10. The method of claim 3, wherein, When the target splitting axis in the first operator is the reduction axis, according to the axis type of the target splitting axis in the first operator and the number K of the target computing resources, each of the Q first input tensors is split to obtain Q groups of second input tensors, including: Based on the number K of the target computing resources, the third segmentation function is called to segment each of the Q first input tensors to obtain Q groups of second input tensors.
11. The method of claim 10, wherein, The reduction axes include a first type of reduction axis and a second type of reduction axis. The first type of reduction axis is the reduction axis in which the operator performs a reduction operation on the elements in the input tensor of the operator, and the second type of reduction axis is the reduction axis in which the operator does not perform a reduction operation on the elements in the input tensor of the operator.
12. The method of claim 11, wherein, The first type of reduction axis includes any one of the following: reduction sum axis, reduction maximum value axis, reduction minimum value axis, and reduction average value axis; Wherein, the reduction sum axis is the reduction axis of the operator performing a summation and reduction operation on the elements in the input tensor of the operator; The reduction maximum axis is the reduction axis of the operator performing a maximum reduction operation on the elements in the input tensor of the operator; The reduction minimum axis is the reduction axis of the operator performing a minimum reduction operation on the elements in the input tensor of the operator; The reduction average axis is the reduction axis of the operator performing an average reduction operation on the elements in the input tensor of the operator.

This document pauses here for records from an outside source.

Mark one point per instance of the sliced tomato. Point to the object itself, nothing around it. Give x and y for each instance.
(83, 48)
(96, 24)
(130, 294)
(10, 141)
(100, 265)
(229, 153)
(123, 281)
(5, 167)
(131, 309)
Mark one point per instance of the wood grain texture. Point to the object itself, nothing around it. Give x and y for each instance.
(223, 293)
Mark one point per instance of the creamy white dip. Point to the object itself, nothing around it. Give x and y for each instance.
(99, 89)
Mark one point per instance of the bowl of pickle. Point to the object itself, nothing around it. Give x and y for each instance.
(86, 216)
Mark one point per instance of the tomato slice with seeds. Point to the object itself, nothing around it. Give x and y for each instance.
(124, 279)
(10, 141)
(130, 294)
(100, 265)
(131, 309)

13. The method of claim 11, wherein, The second type of reduction axis includes a reduction acquisition axis, which is an axis of element index data on the operator's input tensor based on the address indicated by the element on the operator's index input tensor.
14. The method according to any one of claims 1 to 13, characterized in that, The target computing resources include one of the following types: Graphics processing unit (GPU), central processing unit (CPU), die, or chip.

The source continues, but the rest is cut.